Use Agile Methodologies to Profit from the 99% of Your Data that’s Going to Waste
Related Topics: Agile DevOps
by John Lang –
There is no doubt that we have entered the age of Big Data. Vast quantities of data are flooding into every organization at astonishing rates.
More data is expected to be generated this year than in any previous year in human history. The Internet of Things, wearable devices, connected devices, smartphones, smart homes, smart cars — all are adding to the flood of actionable data available to companies.
That’s sort of a good news, bad news thing.
It’s good because all that data represents immense opportunity to improve services, enhance processes, develop new products, save lives, and — the ultimate driver behind everything — increase profits.
But here’s the bad news part: companies are struggling mightily to make use of all of that data. It’s very much like the old analogy of trying to drink from a firehose. The result is that a lot of valuable data is just being wasted. A recent article in App Developer Magazine reports that less than half of one percent of available data is currently utilized in operational decision making.
And that’s the epitome of squandered opportunity.
Unlimited Potential for Those Who Can Capitalize
The age of Big Data is providing massive benefits to companies worldwide — even in the face of so much squandered opportunity.
The Worldwide Semiannual Big Data and Analytics Spending Guide by International Data Corporation predicts that “…worldwide revenues for big data and business analytics will reach $150.8 billion in 2017, an increase of 12.4% over 2016.” The report predicts that those revenues will top $210 billion by 2020.
And less than 1% of all available data is being utilized!
Imagine the opportunity available to companies that are able to faster and more fully utilize the data available to them. That opportunity can be transformed into reality by borrowing from the software development toolset.
It’s time to go Agile with your Big Data.
Big Data and the Agile Manifesto
Many of the twelve foundational principles of the Agile Manifesto can be applied directly to efficiently and effectively harnessing massive volumes of data. Consider, for example, how the following Agile Manifesto principles can relate directly to the process of utilizing Big Data:
- Agile Manifesto principle: “Business people and developers must work together daily throughout the project.”
- Big Data tie-in: Business drivers must define how data will be utilized. Business leadership must define and prioritize capabilities and processes. IT must then determine how those goals can best be achieved.
- Agile Manifesto principle: “Deliver working software frequently, from a couple of weeks to a couple of months, with a preference to the shorter timescale.”
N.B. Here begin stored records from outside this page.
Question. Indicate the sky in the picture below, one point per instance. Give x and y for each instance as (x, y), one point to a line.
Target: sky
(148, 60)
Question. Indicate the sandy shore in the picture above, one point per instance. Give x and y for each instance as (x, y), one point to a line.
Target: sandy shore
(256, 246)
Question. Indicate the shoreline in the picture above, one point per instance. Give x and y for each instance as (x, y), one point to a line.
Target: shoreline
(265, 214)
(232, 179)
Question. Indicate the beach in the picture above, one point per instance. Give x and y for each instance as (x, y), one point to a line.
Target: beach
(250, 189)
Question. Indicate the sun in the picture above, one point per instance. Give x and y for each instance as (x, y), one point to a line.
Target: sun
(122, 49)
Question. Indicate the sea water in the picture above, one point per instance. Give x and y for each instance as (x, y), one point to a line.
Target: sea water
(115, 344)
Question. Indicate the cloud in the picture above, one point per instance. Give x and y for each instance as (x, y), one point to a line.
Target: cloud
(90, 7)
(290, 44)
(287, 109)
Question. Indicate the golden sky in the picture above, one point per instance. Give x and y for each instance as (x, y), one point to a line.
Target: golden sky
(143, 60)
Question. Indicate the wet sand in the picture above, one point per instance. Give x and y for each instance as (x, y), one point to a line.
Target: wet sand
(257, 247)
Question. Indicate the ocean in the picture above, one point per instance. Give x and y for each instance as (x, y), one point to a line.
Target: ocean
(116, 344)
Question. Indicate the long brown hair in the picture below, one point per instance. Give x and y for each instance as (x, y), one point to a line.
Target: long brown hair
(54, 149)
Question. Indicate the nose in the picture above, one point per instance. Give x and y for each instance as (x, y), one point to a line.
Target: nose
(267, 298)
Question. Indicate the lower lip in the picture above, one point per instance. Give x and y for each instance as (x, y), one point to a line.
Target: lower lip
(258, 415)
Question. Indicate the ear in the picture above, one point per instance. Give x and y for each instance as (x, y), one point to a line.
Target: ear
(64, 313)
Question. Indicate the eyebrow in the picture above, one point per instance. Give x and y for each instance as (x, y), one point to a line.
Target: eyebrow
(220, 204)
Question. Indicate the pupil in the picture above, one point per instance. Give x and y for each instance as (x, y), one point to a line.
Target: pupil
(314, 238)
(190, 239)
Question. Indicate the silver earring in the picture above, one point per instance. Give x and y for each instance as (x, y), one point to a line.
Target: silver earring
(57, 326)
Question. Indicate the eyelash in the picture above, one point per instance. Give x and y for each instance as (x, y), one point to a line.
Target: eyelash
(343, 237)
- Big Data tie-in: Making use of the incoming flood of data requires starting small with multiple projects that are executed fast, getting quick wins and demonstrating value to the organization. Short cycles are particularly important in the age of Big Data, given that much of the data flooding in has only short-term value; it must be used quickly, or it won’t be usable at all.
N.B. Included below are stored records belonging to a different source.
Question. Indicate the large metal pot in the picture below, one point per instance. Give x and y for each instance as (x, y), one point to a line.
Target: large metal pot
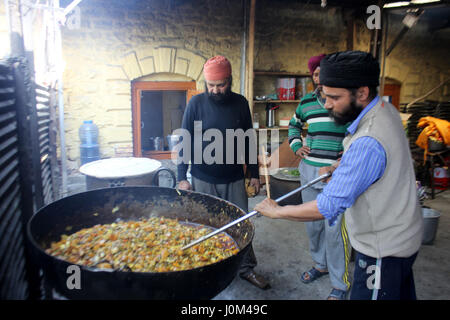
(87, 209)
(282, 183)
(130, 171)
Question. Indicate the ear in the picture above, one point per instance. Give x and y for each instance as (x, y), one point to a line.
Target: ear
(362, 94)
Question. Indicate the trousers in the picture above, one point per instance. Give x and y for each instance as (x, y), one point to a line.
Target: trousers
(236, 194)
(388, 278)
(329, 246)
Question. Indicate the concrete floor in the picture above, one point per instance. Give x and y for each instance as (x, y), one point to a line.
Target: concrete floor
(282, 251)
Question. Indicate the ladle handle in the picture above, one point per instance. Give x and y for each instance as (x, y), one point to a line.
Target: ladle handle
(251, 214)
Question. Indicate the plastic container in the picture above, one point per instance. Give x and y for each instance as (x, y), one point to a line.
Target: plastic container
(286, 88)
(430, 225)
(441, 178)
(172, 141)
(89, 148)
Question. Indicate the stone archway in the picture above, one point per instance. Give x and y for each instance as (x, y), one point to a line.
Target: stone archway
(142, 62)
(150, 63)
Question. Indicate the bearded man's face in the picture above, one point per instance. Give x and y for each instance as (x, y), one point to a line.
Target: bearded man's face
(341, 105)
(218, 90)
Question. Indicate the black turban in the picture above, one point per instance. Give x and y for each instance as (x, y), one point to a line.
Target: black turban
(349, 69)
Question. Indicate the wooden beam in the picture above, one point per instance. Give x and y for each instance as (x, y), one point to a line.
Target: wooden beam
(251, 48)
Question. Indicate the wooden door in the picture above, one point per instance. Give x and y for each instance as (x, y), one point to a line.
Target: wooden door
(137, 88)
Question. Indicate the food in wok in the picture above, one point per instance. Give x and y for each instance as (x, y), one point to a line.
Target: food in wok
(147, 245)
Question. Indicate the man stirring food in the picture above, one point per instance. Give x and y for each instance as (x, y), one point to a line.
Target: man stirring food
(374, 183)
(322, 147)
(218, 108)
- Agile Manifesto principle: “Welcome changing requirements, even late in development. Agile processes harness change for the customer’s competitive advantage.”
- Big Data tie-in: The data itself can and should steer the process of determining how best to use the data. Quite simply, the data will not always align with preconceived assumptions or expectations, and the ability to change accordingly, and quickly, is crucial.
Best Practices for Applying Agility to Big Data
The process of effectively harnessing Agile methodologies to the utilization of Big Data can be enhanced by following a few best-practice guidelines:
- Executive leadership must steer the process: We’re talking about data, so this all belongs to the IT department, right? Wrong. Any type of Big Data solution must be focused upon business success; it’s not technology for technology’s sake. Company leadership must guide the process with an eye toward organizational goals, and while tracking metrics along the way. It’s not IT’s job to conceptualize that vision; IT’s job is to make leadership’s vision a reality.
- Lose the one-and-done mindset: The traditional concept of project lifecycles — conception, execution, completion — won’t work here. The continuous incoming flood of new data should drive ongoing tweaks to projects. The business must always be evaluating many different data-driven analytics to determine how they impact business drivers. And project requirements should be revised and refined as needed.
- Start small, win quick: It’s important to start small with scalable solutions, and quickly be able to show positive impacts to the company. That helps to solidify organizational buy-in, and may even be key in securing project funding.
It’s a Mindset
Perhaps the most important element of agility is the mindset that it encourages, and the culture it helps foster. Making the most of Big Data requires an attitude of openness: open to new ideas, new concepts, and open to exploring ways of using entirely new forms of information.
After all, venturing into the age of Big Data is somewhat akin to pioneering new and unexplored territory. Fortune will favor the bold and the agile. And the not-so-agile, well, they’ll just be left behind.